Article Text

Original research
Lymphogranuloma venereum genovariants in men having sex with men in Italy
  1. Antonella Marangoni1,
  2. Claudio Foschi1,
  3. Federico Tartari2,
  4. Valeria Gaspari2,
  5. Maria Carla Re1
  1. 1 Microbiology, DIMES, University of Bologna, Bologna, Emilia-Romagna, Italy
  2. 2 Dermatology, University Hospital of Bologna Sant'Orsola-Malpighi Polyclinic, Bologna, Emilia-Romagna, Italy
  1. Correspondence to Dr Claudio Foschi, Microbiology, DIMES, University of Bologna, Bologna, Italy; claudio.foschi2{at}unibo.it

Abstract

Objectives Lymphogranuloma venereum (LGV) is an STI caused by Chlamydia trachomatis serovars L1-L3. In Europe, the current epidemic is caused mainly by L2b genovariant, although increasing cases associated with other L2 variants have been reported. Here, we assessed the distribution of rectal LGV genovariants among men having sex with men (MSM) in Italy.

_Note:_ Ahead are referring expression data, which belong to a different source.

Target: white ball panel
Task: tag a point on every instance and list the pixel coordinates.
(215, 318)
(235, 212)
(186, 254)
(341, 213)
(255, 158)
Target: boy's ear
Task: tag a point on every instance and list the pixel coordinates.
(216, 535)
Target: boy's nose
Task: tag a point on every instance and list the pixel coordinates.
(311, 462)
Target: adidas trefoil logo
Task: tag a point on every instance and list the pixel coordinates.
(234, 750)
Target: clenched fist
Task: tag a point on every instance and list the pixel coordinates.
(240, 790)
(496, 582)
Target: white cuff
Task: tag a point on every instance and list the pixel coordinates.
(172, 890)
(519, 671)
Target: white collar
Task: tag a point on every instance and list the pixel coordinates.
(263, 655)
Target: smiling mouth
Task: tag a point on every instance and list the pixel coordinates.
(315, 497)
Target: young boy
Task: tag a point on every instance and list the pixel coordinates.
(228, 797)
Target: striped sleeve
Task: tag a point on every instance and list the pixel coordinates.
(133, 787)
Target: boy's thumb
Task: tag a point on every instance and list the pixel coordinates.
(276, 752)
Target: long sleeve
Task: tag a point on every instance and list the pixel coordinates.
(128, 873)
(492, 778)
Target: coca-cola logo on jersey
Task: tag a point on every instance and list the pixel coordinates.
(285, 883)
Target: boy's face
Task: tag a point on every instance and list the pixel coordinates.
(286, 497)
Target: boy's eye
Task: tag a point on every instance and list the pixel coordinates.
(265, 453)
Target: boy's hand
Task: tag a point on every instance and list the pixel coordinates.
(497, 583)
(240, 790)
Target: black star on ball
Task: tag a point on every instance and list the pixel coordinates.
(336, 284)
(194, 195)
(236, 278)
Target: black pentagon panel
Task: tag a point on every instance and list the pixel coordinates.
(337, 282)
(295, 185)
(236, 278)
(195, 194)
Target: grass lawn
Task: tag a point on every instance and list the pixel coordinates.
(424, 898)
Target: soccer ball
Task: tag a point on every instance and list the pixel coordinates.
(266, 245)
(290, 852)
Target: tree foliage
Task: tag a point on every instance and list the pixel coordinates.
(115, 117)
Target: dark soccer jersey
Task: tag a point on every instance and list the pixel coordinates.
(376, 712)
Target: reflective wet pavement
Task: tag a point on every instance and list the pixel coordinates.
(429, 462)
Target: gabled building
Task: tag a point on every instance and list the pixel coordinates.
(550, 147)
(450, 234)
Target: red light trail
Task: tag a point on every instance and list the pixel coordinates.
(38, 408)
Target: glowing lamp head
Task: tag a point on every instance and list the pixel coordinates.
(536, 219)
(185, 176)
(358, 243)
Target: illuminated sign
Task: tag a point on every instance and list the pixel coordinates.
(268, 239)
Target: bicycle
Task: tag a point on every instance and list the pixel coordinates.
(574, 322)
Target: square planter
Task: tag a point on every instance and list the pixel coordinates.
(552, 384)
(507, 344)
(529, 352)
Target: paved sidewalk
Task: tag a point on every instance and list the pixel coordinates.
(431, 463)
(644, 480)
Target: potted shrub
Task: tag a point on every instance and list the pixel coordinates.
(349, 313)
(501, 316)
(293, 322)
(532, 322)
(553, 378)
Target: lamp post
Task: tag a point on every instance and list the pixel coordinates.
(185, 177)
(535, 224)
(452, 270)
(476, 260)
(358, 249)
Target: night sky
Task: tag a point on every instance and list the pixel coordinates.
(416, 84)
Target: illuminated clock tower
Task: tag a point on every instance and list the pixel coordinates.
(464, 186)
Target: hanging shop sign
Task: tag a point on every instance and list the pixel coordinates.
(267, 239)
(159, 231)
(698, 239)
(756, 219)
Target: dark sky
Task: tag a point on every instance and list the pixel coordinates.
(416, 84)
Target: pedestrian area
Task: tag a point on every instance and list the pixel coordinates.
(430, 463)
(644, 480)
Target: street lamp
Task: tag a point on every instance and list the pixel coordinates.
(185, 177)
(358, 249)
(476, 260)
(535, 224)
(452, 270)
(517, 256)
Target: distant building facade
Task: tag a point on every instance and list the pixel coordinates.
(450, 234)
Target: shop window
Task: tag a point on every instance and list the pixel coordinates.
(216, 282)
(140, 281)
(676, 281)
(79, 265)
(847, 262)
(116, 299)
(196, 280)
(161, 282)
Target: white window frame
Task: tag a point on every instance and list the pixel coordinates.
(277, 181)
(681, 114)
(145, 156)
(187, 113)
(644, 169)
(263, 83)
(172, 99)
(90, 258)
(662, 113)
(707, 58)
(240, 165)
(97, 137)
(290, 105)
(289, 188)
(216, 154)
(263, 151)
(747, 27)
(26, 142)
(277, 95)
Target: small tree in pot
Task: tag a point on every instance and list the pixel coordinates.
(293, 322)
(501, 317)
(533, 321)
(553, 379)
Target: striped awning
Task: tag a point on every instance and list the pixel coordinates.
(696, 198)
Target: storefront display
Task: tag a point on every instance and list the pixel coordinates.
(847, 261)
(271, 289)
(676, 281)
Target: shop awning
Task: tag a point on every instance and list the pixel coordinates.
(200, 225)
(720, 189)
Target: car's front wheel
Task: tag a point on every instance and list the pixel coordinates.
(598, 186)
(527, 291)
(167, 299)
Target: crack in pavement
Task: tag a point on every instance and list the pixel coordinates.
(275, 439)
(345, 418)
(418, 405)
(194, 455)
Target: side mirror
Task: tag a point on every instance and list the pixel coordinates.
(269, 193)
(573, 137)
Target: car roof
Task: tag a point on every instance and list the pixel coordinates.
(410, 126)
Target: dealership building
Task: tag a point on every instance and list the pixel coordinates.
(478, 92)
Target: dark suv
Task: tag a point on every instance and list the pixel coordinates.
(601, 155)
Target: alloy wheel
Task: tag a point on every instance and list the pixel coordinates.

Methods From 2016 to 2020, all the anorectal swabs collected from MSM attending the STI Clinic of St. Orsola-Malpighi Hospital in Bologna and positive for C. trachomatis were stored. LGV infection was confirmed by a pmpH PCR, and, subsequently, a fragment of the ompA gene was amplified and sequenced. Sequences were aligned to reference strains representing different LGV variants.

Results LGV cases accounted for one-third of all chlamydial rectal infections with a total prevalence of 4.1% (76/1852). Total number of LGV cases per year remained constant. LGV was mainly found in symptomatic patients (>65%), older than 30 years, with a high burden of other STIs (63.7% HIV-positive, 35.5% with concurrent rectal gonorrhoea, 19.7% with early syphilis). A decreasing trend in HIV-LGV co-infection was noticed over time. Three main LGV genovariants were detected (L2f, 46.1%; L2b, 23.0%; L2-L2b/D-Da, 16.9%), together with other known L2b variants (mainly L2bV2 and L2bV4). Two novel L2b ompA variants with non-synonymous single-nucleotide polymorphisms were found. Over time, the percentage of L2f cases dropped gradually, with a significant increase in L2-L2b/D-Da cases (p=0.04).

Conclusions In our area, LGV is endemic among MSM with different circulating genovariants. Active surveillance and genotyping programmes are needed to reduce re-establishing of LGV infection.

  • lymphogranuloma venereum
  • Chlamydia trachomatis
  • homosexuality

Data availability statement

All data relevant to the study are included in the article or uploaded as supplementary information. The ompA sequences of the two new variants found in this study were deposited in GenBank under the accession number MT707652 (AM/8/17) and MT707653 (CF/185/18).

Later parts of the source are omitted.